4. Onboard and empower middle management: Reform can never be imposed: it has to be implemented from the inside. Middle management is at the crossroads of two competing influences: the reform push, cascaded down from the top of the organization; and the resistance to such change at the grassroots level. Buy-in from middle management is not sufficient here: reform implementation requires them to take action.

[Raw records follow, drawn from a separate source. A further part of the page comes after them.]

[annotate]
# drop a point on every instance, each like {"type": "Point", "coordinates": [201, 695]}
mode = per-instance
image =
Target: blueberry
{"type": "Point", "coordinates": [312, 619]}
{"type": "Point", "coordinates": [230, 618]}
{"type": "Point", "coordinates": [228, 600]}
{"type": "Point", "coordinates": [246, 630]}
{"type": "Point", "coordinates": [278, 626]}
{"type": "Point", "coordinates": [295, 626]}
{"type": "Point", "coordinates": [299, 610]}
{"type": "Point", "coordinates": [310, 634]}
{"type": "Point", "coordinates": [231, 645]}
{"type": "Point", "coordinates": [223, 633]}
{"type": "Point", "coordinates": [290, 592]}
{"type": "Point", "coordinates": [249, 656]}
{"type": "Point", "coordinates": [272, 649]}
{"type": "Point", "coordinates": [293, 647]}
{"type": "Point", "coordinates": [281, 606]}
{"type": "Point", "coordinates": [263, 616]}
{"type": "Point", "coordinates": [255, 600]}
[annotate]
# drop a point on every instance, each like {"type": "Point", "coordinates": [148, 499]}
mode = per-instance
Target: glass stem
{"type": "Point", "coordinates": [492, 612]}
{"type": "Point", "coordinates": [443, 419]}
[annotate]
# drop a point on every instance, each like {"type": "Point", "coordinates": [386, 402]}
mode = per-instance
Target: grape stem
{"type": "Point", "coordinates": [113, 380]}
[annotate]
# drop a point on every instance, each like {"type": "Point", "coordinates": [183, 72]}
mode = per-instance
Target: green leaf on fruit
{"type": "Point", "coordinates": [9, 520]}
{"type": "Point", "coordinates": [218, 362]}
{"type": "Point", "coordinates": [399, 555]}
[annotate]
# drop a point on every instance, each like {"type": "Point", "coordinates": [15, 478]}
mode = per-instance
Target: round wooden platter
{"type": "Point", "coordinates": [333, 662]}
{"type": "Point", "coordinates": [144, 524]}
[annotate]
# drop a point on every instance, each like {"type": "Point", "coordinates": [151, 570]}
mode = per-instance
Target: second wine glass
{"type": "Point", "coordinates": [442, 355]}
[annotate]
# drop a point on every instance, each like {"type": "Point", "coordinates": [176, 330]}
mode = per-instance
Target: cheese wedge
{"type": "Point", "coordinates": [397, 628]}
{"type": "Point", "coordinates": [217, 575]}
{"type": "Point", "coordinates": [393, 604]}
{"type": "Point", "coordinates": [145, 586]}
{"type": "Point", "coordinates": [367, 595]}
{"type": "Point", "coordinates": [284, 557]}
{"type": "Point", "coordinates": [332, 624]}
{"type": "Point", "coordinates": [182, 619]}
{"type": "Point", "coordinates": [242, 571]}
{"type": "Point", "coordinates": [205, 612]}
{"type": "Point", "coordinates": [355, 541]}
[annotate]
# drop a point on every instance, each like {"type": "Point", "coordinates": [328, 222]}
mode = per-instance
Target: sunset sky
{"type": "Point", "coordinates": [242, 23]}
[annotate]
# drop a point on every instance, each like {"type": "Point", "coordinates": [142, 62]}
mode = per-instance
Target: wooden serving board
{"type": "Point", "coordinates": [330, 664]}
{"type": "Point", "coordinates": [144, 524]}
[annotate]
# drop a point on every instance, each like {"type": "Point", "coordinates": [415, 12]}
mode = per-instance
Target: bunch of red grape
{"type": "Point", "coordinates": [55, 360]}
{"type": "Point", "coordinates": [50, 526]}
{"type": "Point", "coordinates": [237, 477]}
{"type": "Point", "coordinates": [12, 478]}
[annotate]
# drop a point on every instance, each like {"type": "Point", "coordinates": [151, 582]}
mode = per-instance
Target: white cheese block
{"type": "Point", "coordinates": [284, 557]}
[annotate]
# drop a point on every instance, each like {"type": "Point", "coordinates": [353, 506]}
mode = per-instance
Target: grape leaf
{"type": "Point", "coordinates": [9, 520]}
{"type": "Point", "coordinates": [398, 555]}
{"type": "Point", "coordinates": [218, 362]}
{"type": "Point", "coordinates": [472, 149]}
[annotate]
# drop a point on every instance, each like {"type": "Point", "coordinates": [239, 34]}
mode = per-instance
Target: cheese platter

At BearingPoint we have observed that managers spent most of their time engaged in activities that do not relate directly to the active management of their teams. By increasing active management time, we maximize the impact on teams. We have developed a methodology called Active Manager to empower middle management, and to embed change and improve processes and decision-making.
This methodology was designed initially for the private sector, but it has proved to match public-sector environments, too, where officers are often promoted to management positions based on their technical expertise, rather than on their specific managerial skills.
5. Give purpose to reforms to achieve their acceptance: Formulate a vision that steers and gives purpose to reforms, and share this widely within the team, using all layers of management as levers to motivate people towards this vision.
A sense of purpose can be given:
In Canada public support is at the heart of the government reform
Service Canada is in charge of the centralization of citizens’ services for every national Department and is also responsible to improve the quality of services.
More precisely, Service Canada opened the Office for Client Satisfaction to find out what Canadians think of their services. The ‘voice of the client’ has created a positive pressure towards efficiency improvements that has led to many reforms.
Read more about Service Canada here: http://www.servicecanada.gc.ca/fra/accueil.shtml
Public Manager of the Year, helps to create ‘momentum’ in France
This annual event, created by the French Directorate General for State Reform – now named Secrétariat Général pour la Modernisation de l’Action Publique – and BearingPoint in 2009, aims at supporting and honoring managers who have demonstrated creativity, assertiveness, strong commitment, and leadership in implementing modernization and reforms measures in public services.
To read more about this initiative, read: http://www.bearingpoint.com/fr-fr/convictions/publications/les-nouvelles-frontieres-du-manager-public/?sid=8929&industry=41
Finally, make sure you orchestrate all organizational activities to a clear defined strategy
Set your priorities to develop a clear understanding of why, where and how your resources are used. Combine short-term improvements (required by efficiency programmes) with long-term restructuring, empowered by your middle management and staff, under clear guidance and direction from the top management.